But as I mentioned earlier, the focus of this conference was on the human element. In the second keynote, Apollo Robbins, the “Gentleman Thief,” illustrated some deficiencies in the human system of trust and attention. Among his dazzling displays of pickpocketing and deft-handed trickery was an important message: Human attention is a limited resource, and distraction can be employed to get around normal defenses. In one of his tricks, although the volunteer on stage knew his watch was going to be stolen, he still didn’t notice it happening. Although you think you can watch what he is doing, when you are given another task, such as answering a question, your brain ignores other signals.

From a network security perspective, I believe that an insight here is the focus on the human element that operates the network infrastructure. Distributed denial of service (DDoS) attacks these days are often used to hide the true attack, which may be a subtle exploitation of a vulnerability. If you give a network operator too much to do, they may not notice activity that would be more obvious on its own. Interfaces that expose too much complexity to an operator can prevent them from picking out the important items among the distractions. Another example might be having too many security systems to focus on, with no unifying system to bring them all together, correlate issues, and make it simple to notice the important issues.

I also want to mention a talk on Social Engineering called “Hacking the User Brain.” In this talk, Casey Hardy pointed out that social engineering is an end-around attack to avoid technical security controls. Ultimately, all security is operated by humans, and as we have mentioned, human minds have inherent weaknesses. Despite all the technical controls, technical systems still have to have human administrators, who have the passwords or authentication keys to operate them. It may be much easier for an attacker to trick a human into clicking on a phishing email than to actually break the security system. The email could install malware that allows an attacker a foothold into the network, or takes action to disable the security system.

Because humans have to operate on a certain amount of trust, an attacker just needs to get inside that circle of trust to be effective. The pathway for an attacker into a system of trust is a process of gradual leverage. The more information an attacker has (the employee’s name, their boss’s name, their spouse’s name, the name of their bank, etc.), the better chance they will have at convincing an employee to trust them. Employees of a company have to be able to use email, and to be able to click on links in those emails to get their jobs done. Without some effective software to block these emails, or training to reliably distinguish phishing emails, it is difficult to distinguish the legitimate entities that you can trust from attackers posing as those entities. Ultimately, humans and the system of trust are the weak point of the system.

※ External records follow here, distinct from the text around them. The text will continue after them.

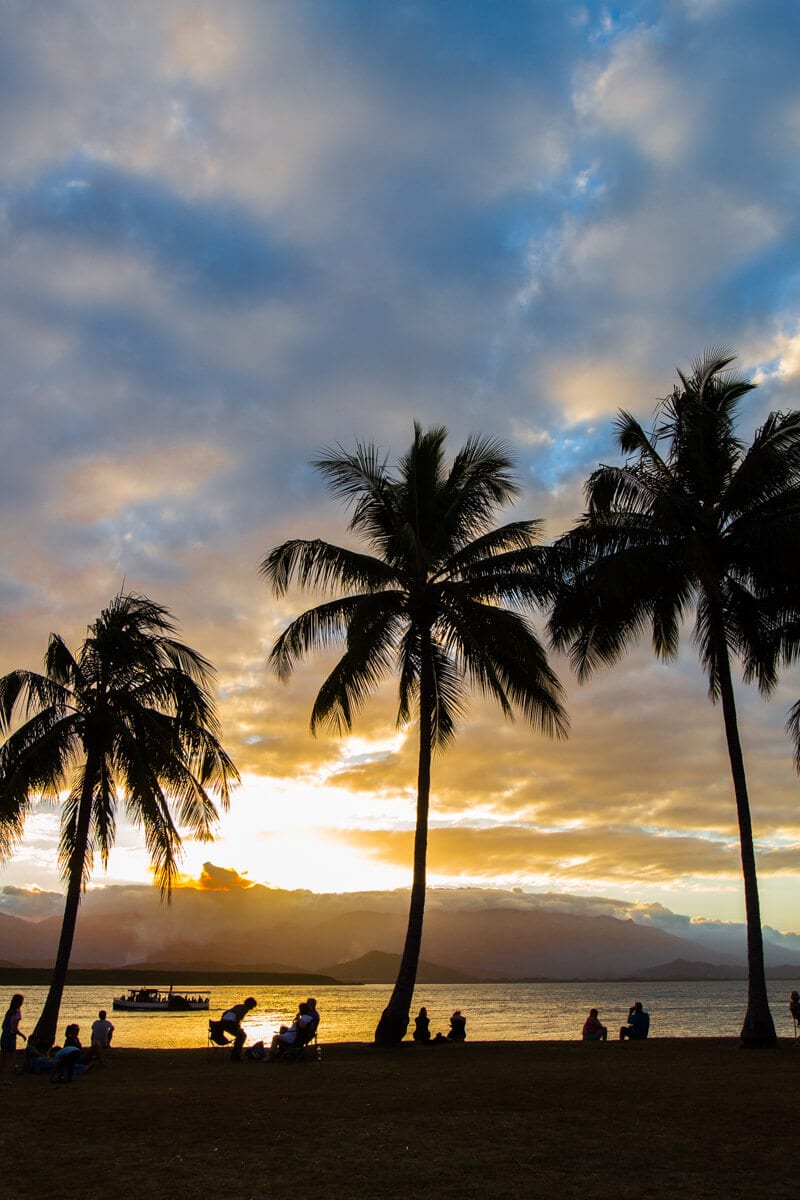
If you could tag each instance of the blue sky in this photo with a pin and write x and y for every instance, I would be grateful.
(234, 234)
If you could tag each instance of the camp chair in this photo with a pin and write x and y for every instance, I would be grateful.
(296, 1051)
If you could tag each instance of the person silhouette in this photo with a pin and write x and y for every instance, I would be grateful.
(232, 1020)
(593, 1030)
(457, 1027)
(638, 1024)
(421, 1026)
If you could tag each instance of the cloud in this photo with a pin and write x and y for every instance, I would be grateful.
(220, 879)
(232, 237)
(215, 250)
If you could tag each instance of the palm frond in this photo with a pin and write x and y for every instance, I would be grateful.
(317, 564)
(373, 633)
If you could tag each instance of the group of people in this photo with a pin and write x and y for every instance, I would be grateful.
(422, 1029)
(637, 1029)
(64, 1061)
(299, 1032)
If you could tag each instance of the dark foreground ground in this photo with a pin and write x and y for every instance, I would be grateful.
(679, 1119)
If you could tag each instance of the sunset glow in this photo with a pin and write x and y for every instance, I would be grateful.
(262, 231)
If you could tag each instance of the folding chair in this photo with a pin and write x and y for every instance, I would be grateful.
(296, 1051)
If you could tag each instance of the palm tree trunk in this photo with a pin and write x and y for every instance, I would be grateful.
(394, 1020)
(47, 1025)
(758, 1029)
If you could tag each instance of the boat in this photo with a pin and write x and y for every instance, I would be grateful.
(158, 1000)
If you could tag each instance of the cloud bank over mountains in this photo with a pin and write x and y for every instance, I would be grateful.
(235, 234)
(480, 933)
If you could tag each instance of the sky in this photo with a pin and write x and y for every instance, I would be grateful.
(235, 234)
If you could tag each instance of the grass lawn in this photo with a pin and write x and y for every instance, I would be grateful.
(672, 1117)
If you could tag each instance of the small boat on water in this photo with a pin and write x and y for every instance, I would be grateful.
(158, 1000)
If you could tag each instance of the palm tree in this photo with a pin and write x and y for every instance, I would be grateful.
(128, 717)
(426, 601)
(693, 520)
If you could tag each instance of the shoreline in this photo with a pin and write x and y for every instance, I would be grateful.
(481, 1121)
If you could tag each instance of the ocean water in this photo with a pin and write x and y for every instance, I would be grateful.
(494, 1012)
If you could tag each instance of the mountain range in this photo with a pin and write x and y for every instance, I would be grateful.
(469, 934)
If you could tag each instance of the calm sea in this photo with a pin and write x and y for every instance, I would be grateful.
(494, 1012)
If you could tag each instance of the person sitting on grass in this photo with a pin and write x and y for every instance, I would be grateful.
(593, 1031)
(638, 1024)
(36, 1057)
(421, 1026)
(72, 1059)
(292, 1035)
(230, 1023)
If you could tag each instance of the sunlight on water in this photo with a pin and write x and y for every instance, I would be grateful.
(494, 1012)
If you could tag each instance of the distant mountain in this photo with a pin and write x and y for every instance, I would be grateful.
(379, 967)
(469, 934)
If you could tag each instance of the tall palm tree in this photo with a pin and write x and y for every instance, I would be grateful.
(427, 601)
(692, 521)
(127, 719)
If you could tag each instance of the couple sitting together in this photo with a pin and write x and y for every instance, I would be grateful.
(301, 1031)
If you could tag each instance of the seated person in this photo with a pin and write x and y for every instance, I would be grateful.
(36, 1059)
(314, 1018)
(457, 1027)
(298, 1033)
(230, 1023)
(638, 1024)
(593, 1031)
(71, 1059)
(421, 1026)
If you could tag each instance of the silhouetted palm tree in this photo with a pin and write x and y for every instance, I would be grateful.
(127, 720)
(693, 521)
(427, 603)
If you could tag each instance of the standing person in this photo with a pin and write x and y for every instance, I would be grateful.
(638, 1024)
(421, 1026)
(8, 1036)
(101, 1033)
(457, 1027)
(794, 1008)
(232, 1020)
(593, 1030)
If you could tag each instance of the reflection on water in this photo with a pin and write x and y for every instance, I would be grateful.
(494, 1012)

I hope to be able to incorporate these insights into my work, and expect that the rest of the Cisco security and development community probably took their own new insights home with them. I enjoyed the observation that attention and security are limited resources, and need to be focused where they are most needed. All in all, this year’s SecCon included a refreshing addition to the usually tech-heavy content of security conferences, and gave me plenty of food for thought for the limited resource that is my human awareness.